Faced with the choice of going online until a vaccine is developed or bringing back students who, for the most part, are more likely to survive the virus, “it is difficult to say we are going to choose an option that may result in financial hardship or contraction of the university,” McClure said.
Not having students return to campus in the fall could have a huge financial impact on colleges and universities, with many smaller institutions relying heavily on fees for housing and dining to survive. In April, worried college officials told Bridge they didn’t know if high school grads would enroll in the fall if campuses remained shuttered and students were forced to take classes online back home.
“Universities that really need enrollment wanted to (go) on the record telling students what their experiences would be like (in the fall),” Marsicano said. “So it should not be a surprise that we have a lot of luke-warm announcements saying, ‘Hey, we’re going to be open.’”
Dan Hurley, president of the Michigan Association of Public Universities, which represents the state’s 15 public universities, dismissed the notion there was a “mad dash” to make fall plan announcements before a June 1 deposit deadline.
“First, most institutions will gladly enroll students after June 1,” Hurley said. “Second, this is part of signaling to the public that they plan to be operational in the fall.
“These are big decisions, and students and families are no doubt considering contingencies,” Hurley said. “The sooner they (universities) get the message out (about the fall), the better.”
Colby Cesaro, vice president of the Michigan Independent Colleges & Universities, which represents 25 private nonprofit schools, said colleges made decisions about the fall as soon as they had guidelines from the U.S. Centers for Disease Control and Prevention and several national college associations.
“Before that, people were either flying blind or looking at guidance about other illnesses (that are similar to COVID-19),” Cesaro said. “In the last month, there has been a ton of research that has come out and a lot of guidance.”
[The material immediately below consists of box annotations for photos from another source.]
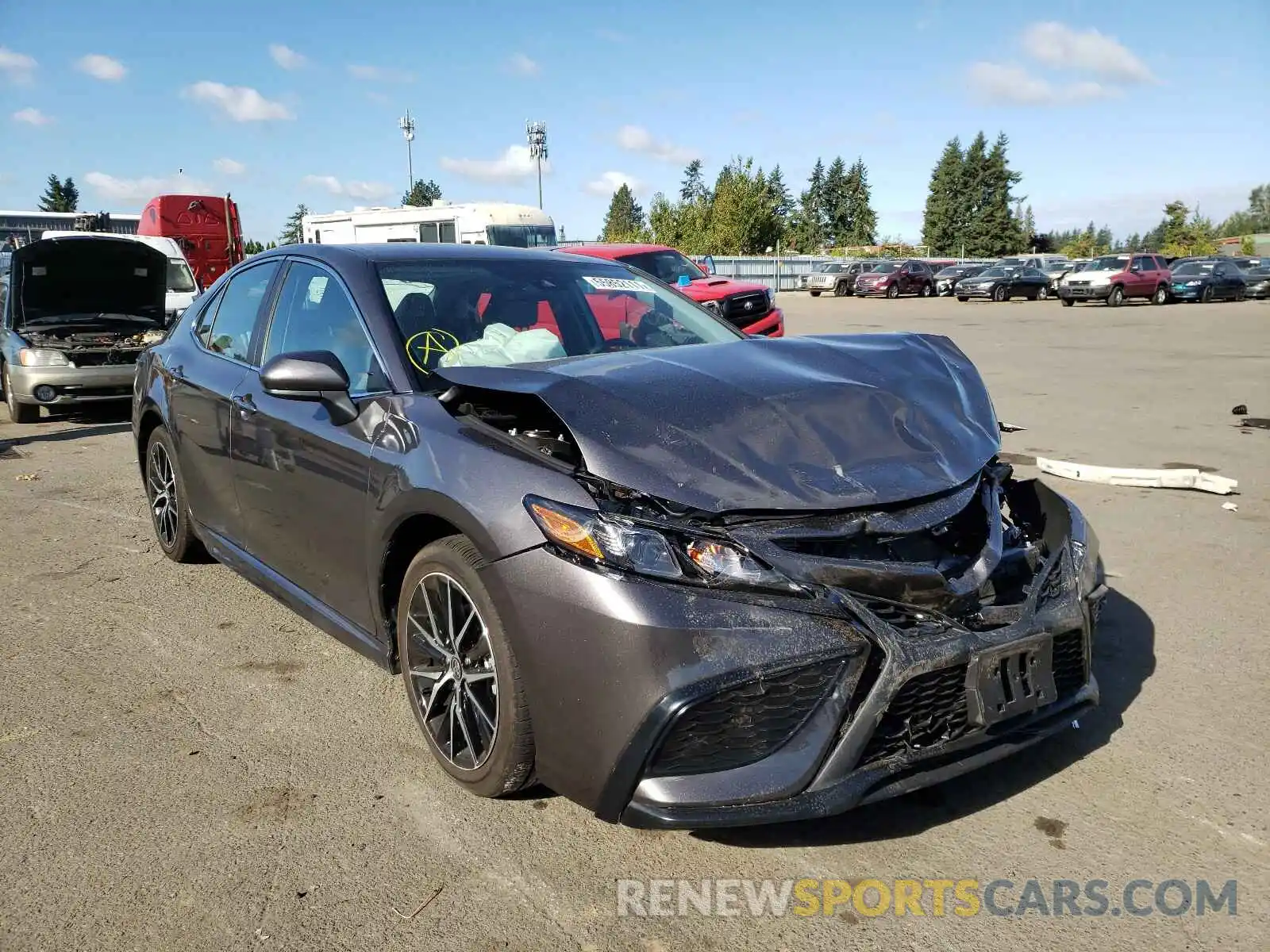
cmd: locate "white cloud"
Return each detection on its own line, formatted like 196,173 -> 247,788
269,43 -> 309,70
441,146 -> 551,182
186,80 -> 296,122
13,106 -> 52,125
84,171 -> 208,205
506,53 -> 542,76
75,53 -> 129,83
301,175 -> 395,201
618,125 -> 701,163
0,46 -> 37,83
348,63 -> 414,83
967,62 -> 1120,106
1024,23 -> 1157,83
583,171 -> 644,198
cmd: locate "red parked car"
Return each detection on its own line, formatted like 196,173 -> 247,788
556,245 -> 785,338
856,259 -> 935,297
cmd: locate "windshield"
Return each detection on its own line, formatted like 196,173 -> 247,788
485,225 -> 556,248
377,259 -> 745,372
167,258 -> 197,294
618,249 -> 709,284
1173,262 -> 1214,278
1084,255 -> 1129,271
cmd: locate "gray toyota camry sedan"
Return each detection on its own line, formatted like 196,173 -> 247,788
133,244 -> 1106,827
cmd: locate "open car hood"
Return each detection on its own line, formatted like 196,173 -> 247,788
434,334 -> 1001,512
13,233 -> 167,330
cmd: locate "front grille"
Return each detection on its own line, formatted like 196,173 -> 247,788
1053,628 -> 1088,698
722,290 -> 768,328
860,664 -> 970,766
649,658 -> 843,777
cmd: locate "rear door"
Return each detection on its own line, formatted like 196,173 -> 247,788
230,260 -> 391,632
167,260 -> 279,542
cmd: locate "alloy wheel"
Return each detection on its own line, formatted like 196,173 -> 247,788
402,573 -> 498,770
146,440 -> 180,551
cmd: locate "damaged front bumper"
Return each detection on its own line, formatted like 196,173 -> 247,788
484,474 -> 1106,829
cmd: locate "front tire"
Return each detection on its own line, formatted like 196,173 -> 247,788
144,427 -> 205,562
396,536 -> 535,797
0,364 -> 40,424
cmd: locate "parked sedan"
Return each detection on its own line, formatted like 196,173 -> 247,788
1168,260 -> 1249,305
132,244 -> 1106,827
956,267 -> 1049,303
1243,264 -> 1270,297
935,264 -> 987,297
856,259 -> 935,297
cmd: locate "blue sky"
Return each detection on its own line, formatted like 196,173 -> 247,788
0,0 -> 1270,246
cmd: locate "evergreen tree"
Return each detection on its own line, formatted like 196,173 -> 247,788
278,203 -> 309,245
838,157 -> 878,246
402,179 -> 441,208
40,174 -> 79,212
599,182 -> 648,241
922,138 -> 965,255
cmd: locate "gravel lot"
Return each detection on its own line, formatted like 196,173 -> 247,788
0,294 -> 1270,952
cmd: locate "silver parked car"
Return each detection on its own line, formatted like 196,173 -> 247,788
0,235 -> 167,423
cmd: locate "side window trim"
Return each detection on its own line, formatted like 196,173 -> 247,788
263,255 -> 396,400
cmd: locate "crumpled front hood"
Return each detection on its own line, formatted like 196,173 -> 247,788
434,334 -> 1001,512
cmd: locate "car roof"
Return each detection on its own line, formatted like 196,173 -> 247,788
556,244 -> 675,258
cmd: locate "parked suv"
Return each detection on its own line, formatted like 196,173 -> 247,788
856,259 -> 935,297
799,262 -> 878,297
555,245 -> 785,338
1058,254 -> 1170,307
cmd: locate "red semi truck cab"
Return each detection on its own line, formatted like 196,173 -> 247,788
137,195 -> 244,288
556,244 -> 785,338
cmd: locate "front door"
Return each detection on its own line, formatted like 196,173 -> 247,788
231,262 -> 391,631
167,262 -> 278,542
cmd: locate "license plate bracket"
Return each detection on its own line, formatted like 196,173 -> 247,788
967,635 -> 1058,727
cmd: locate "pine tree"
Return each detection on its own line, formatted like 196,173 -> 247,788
402,179 -> 441,208
599,182 -> 648,241
823,156 -> 851,248
840,157 -> 878,246
40,174 -> 79,212
922,138 -> 965,255
278,203 -> 309,245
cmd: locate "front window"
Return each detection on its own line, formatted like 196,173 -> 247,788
1084,255 -> 1129,271
618,250 -> 709,284
485,225 -> 556,248
377,259 -> 745,373
167,258 -> 197,294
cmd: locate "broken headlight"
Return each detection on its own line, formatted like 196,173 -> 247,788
17,347 -> 70,367
525,497 -> 802,592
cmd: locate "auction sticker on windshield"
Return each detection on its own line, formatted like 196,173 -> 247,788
583,277 -> 652,292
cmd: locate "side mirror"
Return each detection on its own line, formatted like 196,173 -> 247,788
260,351 -> 358,427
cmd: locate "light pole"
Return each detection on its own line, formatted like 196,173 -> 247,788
398,109 -> 414,195
525,122 -> 548,208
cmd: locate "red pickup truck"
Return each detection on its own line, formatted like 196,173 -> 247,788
556,245 -> 785,338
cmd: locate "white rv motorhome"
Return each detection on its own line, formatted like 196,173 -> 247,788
301,202 -> 556,248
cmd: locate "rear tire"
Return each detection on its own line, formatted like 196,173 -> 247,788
0,364 -> 40,424
396,536 -> 536,797
144,427 -> 206,562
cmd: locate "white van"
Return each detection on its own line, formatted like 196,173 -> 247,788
40,231 -> 201,324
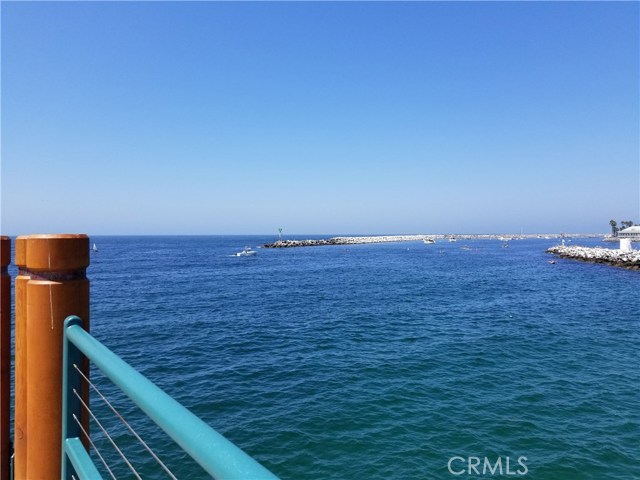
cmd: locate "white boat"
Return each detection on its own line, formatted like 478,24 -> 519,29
235,247 -> 258,257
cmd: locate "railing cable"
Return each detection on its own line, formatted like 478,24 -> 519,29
73,363 -> 178,480
73,413 -> 118,480
73,388 -> 142,480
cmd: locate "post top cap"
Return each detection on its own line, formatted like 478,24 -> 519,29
22,233 -> 89,272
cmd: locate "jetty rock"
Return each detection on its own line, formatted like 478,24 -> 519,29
263,235 -> 427,248
547,245 -> 640,270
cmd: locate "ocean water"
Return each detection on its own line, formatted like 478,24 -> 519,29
71,236 -> 640,480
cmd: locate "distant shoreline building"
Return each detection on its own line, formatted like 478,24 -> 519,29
617,225 -> 640,252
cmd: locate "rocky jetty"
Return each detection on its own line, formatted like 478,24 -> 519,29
264,235 -> 431,248
263,233 -> 602,248
547,245 -> 640,270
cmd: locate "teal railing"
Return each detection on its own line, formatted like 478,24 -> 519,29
62,316 -> 277,480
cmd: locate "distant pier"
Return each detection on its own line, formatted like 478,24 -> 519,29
547,245 -> 640,270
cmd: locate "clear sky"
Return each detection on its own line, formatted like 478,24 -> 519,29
1,1 -> 640,235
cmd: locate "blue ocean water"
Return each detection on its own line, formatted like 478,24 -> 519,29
81,236 -> 640,480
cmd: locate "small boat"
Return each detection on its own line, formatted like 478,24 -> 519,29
235,247 -> 258,257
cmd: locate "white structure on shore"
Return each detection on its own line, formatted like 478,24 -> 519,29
618,225 -> 640,252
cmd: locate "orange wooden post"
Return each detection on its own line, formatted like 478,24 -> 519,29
0,236 -> 11,480
13,236 -> 29,479
15,235 -> 89,480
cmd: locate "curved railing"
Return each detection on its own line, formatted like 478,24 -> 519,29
62,316 -> 277,480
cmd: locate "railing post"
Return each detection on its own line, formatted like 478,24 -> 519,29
0,236 -> 11,480
15,235 -> 89,480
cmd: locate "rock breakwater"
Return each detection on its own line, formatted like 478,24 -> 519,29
263,233 -> 602,248
264,235 -> 431,248
547,245 -> 640,270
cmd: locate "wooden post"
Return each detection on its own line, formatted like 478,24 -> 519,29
13,236 -> 29,479
0,236 -> 11,480
15,235 -> 89,480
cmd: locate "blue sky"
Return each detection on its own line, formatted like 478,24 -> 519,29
1,2 -> 640,235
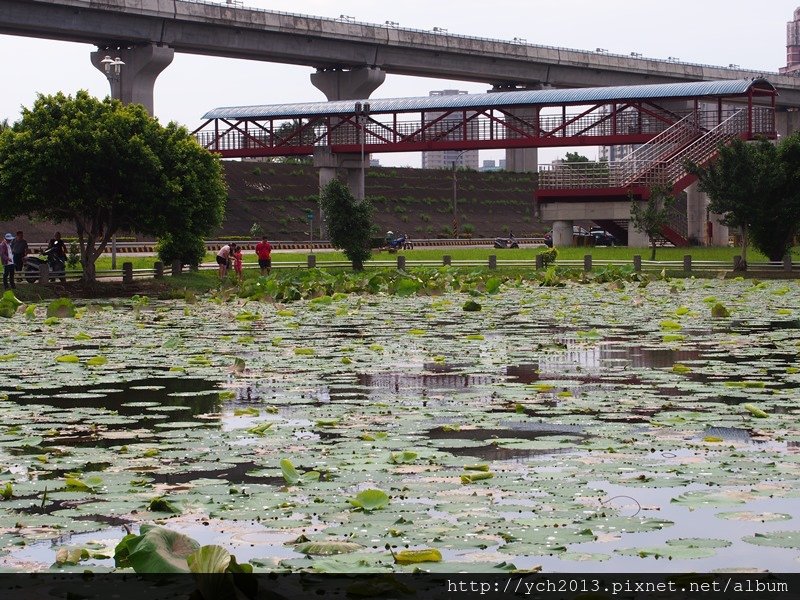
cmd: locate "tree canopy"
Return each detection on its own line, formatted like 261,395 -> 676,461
0,91 -> 227,282
631,186 -> 675,260
320,179 -> 372,271
686,139 -> 800,267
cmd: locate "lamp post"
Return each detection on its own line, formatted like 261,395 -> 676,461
100,55 -> 125,270
452,150 -> 468,238
356,102 -> 369,200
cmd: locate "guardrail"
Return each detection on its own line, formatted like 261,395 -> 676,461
18,254 -> 800,283
28,237 -> 544,254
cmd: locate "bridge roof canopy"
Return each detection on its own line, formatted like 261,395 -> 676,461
203,78 -> 777,119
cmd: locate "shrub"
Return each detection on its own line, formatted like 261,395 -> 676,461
539,248 -> 558,269
156,232 -> 206,269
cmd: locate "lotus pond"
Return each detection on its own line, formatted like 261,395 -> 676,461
0,272 -> 800,572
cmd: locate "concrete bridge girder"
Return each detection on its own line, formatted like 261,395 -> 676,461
91,44 -> 175,115
311,67 -> 386,102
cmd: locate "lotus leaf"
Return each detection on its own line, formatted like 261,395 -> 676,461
348,489 -> 389,512
114,525 -> 200,573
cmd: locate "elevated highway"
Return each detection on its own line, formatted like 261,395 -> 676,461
0,0 -> 800,110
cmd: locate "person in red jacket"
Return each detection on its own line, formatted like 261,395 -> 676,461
256,236 -> 272,275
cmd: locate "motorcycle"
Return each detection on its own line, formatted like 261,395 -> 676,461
22,248 -> 67,283
494,235 -> 519,249
386,234 -> 414,252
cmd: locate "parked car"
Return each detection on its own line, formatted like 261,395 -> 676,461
494,233 -> 519,248
589,227 -> 617,246
544,225 -> 595,248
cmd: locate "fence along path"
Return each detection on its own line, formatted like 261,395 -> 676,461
19,254 -> 800,283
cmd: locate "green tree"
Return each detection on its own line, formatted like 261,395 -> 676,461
320,179 -> 372,271
631,186 -> 675,260
156,231 -> 206,269
686,135 -> 800,269
0,90 -> 227,282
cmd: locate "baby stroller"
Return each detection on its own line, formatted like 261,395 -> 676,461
22,248 -> 67,283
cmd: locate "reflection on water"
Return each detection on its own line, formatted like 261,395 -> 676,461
15,377 -> 220,418
358,372 -> 500,392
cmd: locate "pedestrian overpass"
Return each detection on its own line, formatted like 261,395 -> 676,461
194,78 -> 777,245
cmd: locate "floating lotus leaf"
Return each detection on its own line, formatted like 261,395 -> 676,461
742,531 -> 800,548
294,540 -> 364,556
348,489 -> 389,511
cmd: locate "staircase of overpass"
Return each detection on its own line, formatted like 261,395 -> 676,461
536,107 -> 773,246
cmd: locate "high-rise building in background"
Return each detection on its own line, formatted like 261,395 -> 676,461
422,90 -> 480,171
778,8 -> 800,74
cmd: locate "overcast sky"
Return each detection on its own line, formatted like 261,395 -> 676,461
0,0 -> 800,166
Schools may not have complete control over whether they open or how campuses operate, said Robert Kelchen, a higher education economist at Seton Hall University in New Jersey.
“Basically, all these announcements have caveats because colleges don’t control when they open, it’s a public health issue,” Kelchen said.
“As soon as one or two colleges announce, they all feel like they need to make announcements, even though everyone who’s running a college knows (that a fall return to college lecture halls and crowded dining halls) is aspirational.”
The University of Michigan and Wayne State University have not yet announced their fall plans.
Some colleges have followed up initial fall reopening announcements with details that reflect the challenges schools face in a pandemic.
MSU, which announced its intention for students to return to East Lansing in a letter to students that contained few details of what campus life would look like, has since revealed possible plans ranging from takeout food at cafeterias, possible Saturday and evening classes to lower class size, face masks, and college football at Spartan Stadium with, at most, 20 percent of seats filled.
Weeks after its initial announcement of in-person classes, Central Michigan University tweaked its fall calendar, beginning classes on Aug. 17, two weeks earlier than scheduled, and ending at Thanksgiving. That’s a plan adopted by several universities on the theory that the most likely window for a second wave of COVID-19 cases would be in late fall.
Many schools say they plan to reconfigure classrooms and dining halls to assure social distancing. CMU said they will lower the number of students in residence hall suites.
Students and faculty who are uncomfortable with face-to-face instruction will have the option of taking/teaching classes online at MSU.
“No university is either going to be all in person or all online,” said Hurley, the public university representative. “Every university will have its own model. That’s the way it’s going to be.”